Port William is a thick community, with multiple ties that bind and many layers of collective understanding. Conservative blogger and author Rod Dreher, a Berry fan, noted that Tanya Berry once told him that she and Wendell didn’t understand why so many young conservatives loved his work but were grateful for it. Indeed, Berry has legions of conservative fans, and the reason is simple—it is because his work provides an answer to the question: What are we conserving? Or at least: What is worth conserving? Berry is advocating for islands in the sea of liquid modernity and roots in a restless, globalist world. The essence of Berry’s conservatism is the radical Christian love of neighbor, regardless of who they happen to be. One passage in Jayber Crow sums it up perfectly. Troy, Crow’s nemesis, is waiting his turn in the barber’s chair, opining to the other men on why communists should be rounded up and shot.
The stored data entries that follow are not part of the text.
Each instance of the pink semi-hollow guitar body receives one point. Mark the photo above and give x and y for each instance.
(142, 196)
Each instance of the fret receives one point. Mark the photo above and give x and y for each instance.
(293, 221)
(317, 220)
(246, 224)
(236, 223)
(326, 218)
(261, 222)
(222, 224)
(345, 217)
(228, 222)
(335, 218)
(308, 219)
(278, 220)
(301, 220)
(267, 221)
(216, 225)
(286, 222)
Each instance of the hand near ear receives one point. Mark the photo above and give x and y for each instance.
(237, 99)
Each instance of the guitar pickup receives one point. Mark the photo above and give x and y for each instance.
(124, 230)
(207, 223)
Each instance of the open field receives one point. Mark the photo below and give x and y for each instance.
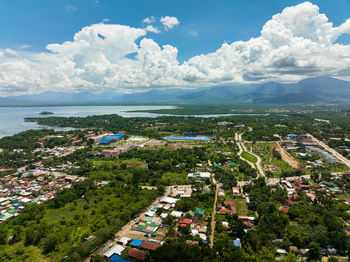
(286, 156)
(249, 157)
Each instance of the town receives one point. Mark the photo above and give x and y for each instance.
(211, 191)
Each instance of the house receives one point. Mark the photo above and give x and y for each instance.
(116, 249)
(124, 241)
(176, 214)
(138, 254)
(136, 242)
(200, 175)
(168, 200)
(221, 193)
(284, 209)
(150, 245)
(235, 190)
(237, 242)
(199, 212)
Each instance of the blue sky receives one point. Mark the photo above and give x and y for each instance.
(38, 23)
(212, 43)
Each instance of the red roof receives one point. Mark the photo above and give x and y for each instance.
(248, 224)
(229, 203)
(284, 209)
(186, 221)
(135, 253)
(150, 245)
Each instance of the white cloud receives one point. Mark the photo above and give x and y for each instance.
(70, 8)
(194, 33)
(297, 43)
(169, 22)
(25, 46)
(152, 29)
(149, 20)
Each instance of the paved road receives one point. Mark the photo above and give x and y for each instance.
(341, 158)
(213, 221)
(125, 231)
(274, 181)
(258, 164)
(69, 151)
(242, 148)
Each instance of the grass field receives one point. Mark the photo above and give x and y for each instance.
(249, 157)
(265, 152)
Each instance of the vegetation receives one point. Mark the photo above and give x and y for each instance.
(63, 225)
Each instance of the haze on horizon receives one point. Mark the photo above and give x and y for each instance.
(163, 47)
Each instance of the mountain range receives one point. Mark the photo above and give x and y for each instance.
(317, 90)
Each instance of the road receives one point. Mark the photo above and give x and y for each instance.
(258, 164)
(274, 181)
(69, 151)
(125, 231)
(213, 221)
(242, 148)
(341, 158)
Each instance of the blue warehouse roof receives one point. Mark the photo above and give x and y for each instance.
(136, 242)
(194, 138)
(109, 139)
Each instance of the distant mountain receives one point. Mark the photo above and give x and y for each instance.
(311, 91)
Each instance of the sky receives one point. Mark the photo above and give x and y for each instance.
(138, 45)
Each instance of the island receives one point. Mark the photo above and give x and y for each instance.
(46, 113)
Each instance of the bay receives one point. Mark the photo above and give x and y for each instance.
(12, 118)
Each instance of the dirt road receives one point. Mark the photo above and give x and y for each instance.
(286, 156)
(242, 148)
(341, 158)
(258, 164)
(126, 230)
(213, 221)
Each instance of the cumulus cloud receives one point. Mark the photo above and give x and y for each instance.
(152, 29)
(194, 33)
(149, 20)
(297, 43)
(169, 22)
(70, 8)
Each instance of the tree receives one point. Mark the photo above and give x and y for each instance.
(314, 251)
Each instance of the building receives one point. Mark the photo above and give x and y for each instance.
(109, 139)
(200, 175)
(138, 254)
(116, 249)
(187, 138)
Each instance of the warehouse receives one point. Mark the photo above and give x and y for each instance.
(110, 139)
(187, 138)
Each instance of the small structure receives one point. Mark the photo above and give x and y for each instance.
(150, 245)
(187, 138)
(136, 242)
(110, 139)
(199, 212)
(138, 254)
(200, 175)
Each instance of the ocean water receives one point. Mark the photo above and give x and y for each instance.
(12, 118)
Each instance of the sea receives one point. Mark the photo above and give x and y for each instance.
(12, 118)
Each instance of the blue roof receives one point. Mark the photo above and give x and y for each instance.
(116, 258)
(197, 138)
(108, 139)
(136, 242)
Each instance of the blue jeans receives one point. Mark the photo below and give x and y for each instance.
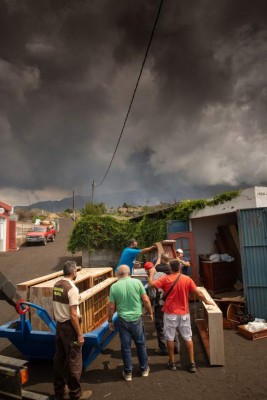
(128, 331)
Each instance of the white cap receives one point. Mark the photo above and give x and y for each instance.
(180, 251)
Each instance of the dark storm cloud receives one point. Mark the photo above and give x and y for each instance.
(67, 73)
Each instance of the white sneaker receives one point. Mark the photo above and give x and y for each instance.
(146, 372)
(127, 377)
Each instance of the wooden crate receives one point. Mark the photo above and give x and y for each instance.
(211, 331)
(252, 335)
(23, 289)
(94, 305)
(42, 292)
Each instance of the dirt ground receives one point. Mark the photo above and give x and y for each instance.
(242, 377)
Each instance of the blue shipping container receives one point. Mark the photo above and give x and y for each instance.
(252, 226)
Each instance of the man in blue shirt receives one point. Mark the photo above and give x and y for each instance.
(130, 253)
(184, 261)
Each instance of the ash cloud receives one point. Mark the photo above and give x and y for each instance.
(67, 74)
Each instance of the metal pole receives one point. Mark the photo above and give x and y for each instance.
(73, 206)
(93, 192)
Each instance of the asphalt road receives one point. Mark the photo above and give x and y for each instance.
(242, 377)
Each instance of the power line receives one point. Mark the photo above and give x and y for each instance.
(131, 102)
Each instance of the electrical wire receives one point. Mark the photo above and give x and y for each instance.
(133, 96)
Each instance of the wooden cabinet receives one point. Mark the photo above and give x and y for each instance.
(218, 276)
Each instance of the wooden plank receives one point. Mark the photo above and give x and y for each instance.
(165, 246)
(23, 288)
(213, 325)
(94, 290)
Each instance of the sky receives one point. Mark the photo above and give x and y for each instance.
(68, 69)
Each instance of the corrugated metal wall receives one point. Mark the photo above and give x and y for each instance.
(252, 226)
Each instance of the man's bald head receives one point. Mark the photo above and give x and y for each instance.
(123, 270)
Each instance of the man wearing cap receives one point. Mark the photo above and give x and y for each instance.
(128, 296)
(176, 309)
(155, 296)
(184, 261)
(130, 253)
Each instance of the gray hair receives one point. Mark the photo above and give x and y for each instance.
(69, 268)
(165, 257)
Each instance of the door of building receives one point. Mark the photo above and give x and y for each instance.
(186, 242)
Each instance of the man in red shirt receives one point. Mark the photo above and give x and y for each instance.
(176, 309)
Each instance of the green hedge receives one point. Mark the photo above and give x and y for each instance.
(96, 232)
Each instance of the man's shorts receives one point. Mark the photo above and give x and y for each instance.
(174, 322)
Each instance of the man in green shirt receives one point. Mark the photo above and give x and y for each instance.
(128, 296)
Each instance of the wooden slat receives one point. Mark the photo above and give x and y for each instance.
(42, 293)
(213, 340)
(166, 246)
(94, 290)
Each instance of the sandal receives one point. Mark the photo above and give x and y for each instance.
(171, 366)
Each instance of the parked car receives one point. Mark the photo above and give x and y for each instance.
(41, 234)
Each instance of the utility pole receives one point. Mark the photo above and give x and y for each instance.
(93, 192)
(73, 206)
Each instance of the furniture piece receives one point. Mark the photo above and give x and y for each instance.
(218, 276)
(211, 331)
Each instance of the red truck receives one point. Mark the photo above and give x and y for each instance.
(41, 234)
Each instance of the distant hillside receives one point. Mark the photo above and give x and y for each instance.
(111, 200)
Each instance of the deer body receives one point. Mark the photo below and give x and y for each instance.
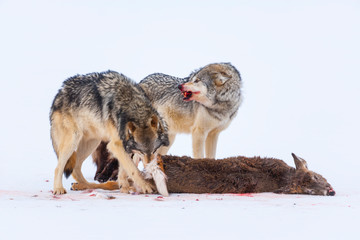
(242, 175)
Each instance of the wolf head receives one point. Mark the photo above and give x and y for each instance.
(305, 181)
(205, 84)
(146, 139)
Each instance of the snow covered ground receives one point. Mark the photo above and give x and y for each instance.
(300, 65)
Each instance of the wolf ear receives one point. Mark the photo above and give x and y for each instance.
(154, 121)
(220, 78)
(300, 163)
(129, 130)
(162, 132)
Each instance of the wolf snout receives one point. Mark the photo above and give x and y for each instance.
(331, 192)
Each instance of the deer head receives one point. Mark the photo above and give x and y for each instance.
(305, 181)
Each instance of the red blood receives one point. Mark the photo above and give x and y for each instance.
(243, 194)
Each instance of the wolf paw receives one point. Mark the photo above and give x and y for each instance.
(58, 191)
(146, 188)
(78, 186)
(127, 189)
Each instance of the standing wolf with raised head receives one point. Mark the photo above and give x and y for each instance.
(209, 100)
(107, 107)
(206, 104)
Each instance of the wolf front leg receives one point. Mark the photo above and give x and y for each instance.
(211, 143)
(198, 141)
(125, 161)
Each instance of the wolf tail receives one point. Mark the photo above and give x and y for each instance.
(69, 167)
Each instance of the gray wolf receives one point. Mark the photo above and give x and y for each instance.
(108, 107)
(206, 104)
(241, 175)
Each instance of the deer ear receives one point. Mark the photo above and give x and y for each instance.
(220, 78)
(299, 162)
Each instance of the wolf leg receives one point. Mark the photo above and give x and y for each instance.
(164, 150)
(67, 144)
(86, 147)
(211, 143)
(198, 142)
(117, 149)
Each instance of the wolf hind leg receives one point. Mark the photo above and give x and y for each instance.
(125, 162)
(66, 149)
(86, 147)
(211, 143)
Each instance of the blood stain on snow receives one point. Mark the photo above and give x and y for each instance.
(88, 191)
(159, 198)
(242, 194)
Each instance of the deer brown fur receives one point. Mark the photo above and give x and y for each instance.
(242, 175)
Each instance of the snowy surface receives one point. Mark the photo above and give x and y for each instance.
(300, 64)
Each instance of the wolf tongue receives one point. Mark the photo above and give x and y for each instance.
(187, 94)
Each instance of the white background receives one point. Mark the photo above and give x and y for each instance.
(299, 61)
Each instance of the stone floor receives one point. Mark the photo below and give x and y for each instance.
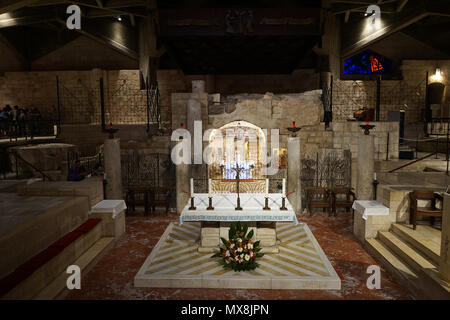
(112, 277)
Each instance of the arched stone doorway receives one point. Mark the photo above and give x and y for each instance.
(241, 143)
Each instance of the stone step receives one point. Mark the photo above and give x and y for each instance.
(423, 244)
(406, 276)
(45, 274)
(413, 270)
(413, 258)
(58, 289)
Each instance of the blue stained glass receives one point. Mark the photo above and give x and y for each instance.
(367, 62)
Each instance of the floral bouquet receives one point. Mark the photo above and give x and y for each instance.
(239, 252)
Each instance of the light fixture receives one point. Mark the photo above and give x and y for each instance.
(437, 77)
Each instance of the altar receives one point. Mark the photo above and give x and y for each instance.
(216, 222)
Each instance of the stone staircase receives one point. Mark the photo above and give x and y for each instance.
(44, 276)
(413, 258)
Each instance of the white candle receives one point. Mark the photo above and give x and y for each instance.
(209, 187)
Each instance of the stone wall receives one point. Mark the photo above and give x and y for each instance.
(407, 94)
(345, 136)
(269, 110)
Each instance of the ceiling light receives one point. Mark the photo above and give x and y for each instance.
(437, 77)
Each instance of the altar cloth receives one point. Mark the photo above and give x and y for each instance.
(370, 208)
(109, 206)
(224, 208)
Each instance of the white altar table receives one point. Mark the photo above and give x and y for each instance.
(215, 223)
(370, 208)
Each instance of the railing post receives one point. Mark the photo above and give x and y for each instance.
(59, 106)
(378, 103)
(17, 167)
(102, 105)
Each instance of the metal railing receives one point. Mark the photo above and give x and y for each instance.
(15, 129)
(439, 126)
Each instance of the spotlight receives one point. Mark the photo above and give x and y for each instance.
(437, 77)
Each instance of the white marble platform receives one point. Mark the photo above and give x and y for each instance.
(176, 263)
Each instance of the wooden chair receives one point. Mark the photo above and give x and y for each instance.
(343, 202)
(319, 197)
(430, 211)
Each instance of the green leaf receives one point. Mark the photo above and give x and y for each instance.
(232, 232)
(224, 241)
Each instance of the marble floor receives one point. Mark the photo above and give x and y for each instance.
(176, 263)
(112, 277)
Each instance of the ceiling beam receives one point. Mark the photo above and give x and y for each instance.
(113, 39)
(10, 20)
(438, 8)
(5, 42)
(401, 5)
(355, 36)
(11, 5)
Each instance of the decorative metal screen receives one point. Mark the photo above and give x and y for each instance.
(327, 170)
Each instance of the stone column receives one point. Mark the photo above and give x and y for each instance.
(194, 113)
(113, 172)
(365, 169)
(444, 263)
(182, 184)
(293, 178)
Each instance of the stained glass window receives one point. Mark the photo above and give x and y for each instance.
(367, 62)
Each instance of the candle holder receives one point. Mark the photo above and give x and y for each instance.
(367, 127)
(210, 207)
(238, 204)
(283, 204)
(111, 131)
(294, 130)
(266, 202)
(192, 207)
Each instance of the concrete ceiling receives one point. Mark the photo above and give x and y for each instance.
(196, 38)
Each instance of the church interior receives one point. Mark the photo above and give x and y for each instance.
(304, 144)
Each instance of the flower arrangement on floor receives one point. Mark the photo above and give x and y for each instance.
(239, 252)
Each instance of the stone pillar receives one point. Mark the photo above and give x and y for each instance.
(198, 86)
(293, 178)
(365, 169)
(113, 172)
(182, 184)
(444, 263)
(194, 113)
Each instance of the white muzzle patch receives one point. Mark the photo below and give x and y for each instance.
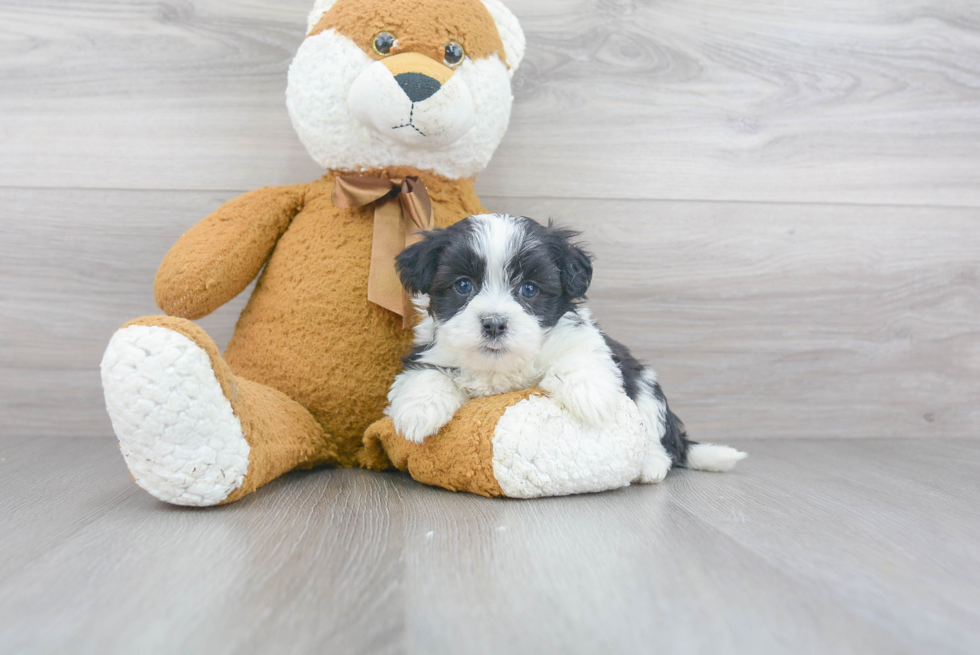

Jayber stops cutting hair for a moment and quotes: “Love your enemies, bless them that curse you, do good to them that hate you.” 

“Where did you get that crap?” Troy demands. “Jesus Christ,” Jayber responds. Troy falls silent, but Jayber is honest with himself: “It would have been a great moment in the history of Christianity, except that I did not love Troy.” There are many Christian conservatives today who seem to think that they can simply ignore the clear, inescapable biblical command to love both our neighbors and our enemies—even when they are one and the same. But Berry—and the Bible—are right, and they are wrong. 

I hope these 13 stories are not the last of Wendell Berry’s record of the Port William membership. To me, his novels and his stories are a more effective evocation of the world he loves and wishes to defend than his nonfiction; as one friend put it to me: “His stories make me love what I should love and hate what I should hate.” His increasingly reflective stories, which are now more about the ruminations of old men than the lives of the young and strong, evoke a powerful nostalgia even in those who have never known the world that Berry writes about. Is all of that gone? Not quite, and not yet—and old men have hope when they see that not all have rejected the old ways. As Berry writes:

Andy and Danny are the last of a time gone. Perhaps, as they each secretly pray, they may be the first of a time yet to come, when Port William will be renewed, again settled and flourishing. They anyhow are the links between history and possibility, as they keep the old stories alive by telling them to their children and again, and whenever reminded, to each other.

In How It Went, Berry attempts once again to persuade us of something not only worth remembering, but preserving—but that only by remembering is preservation possible.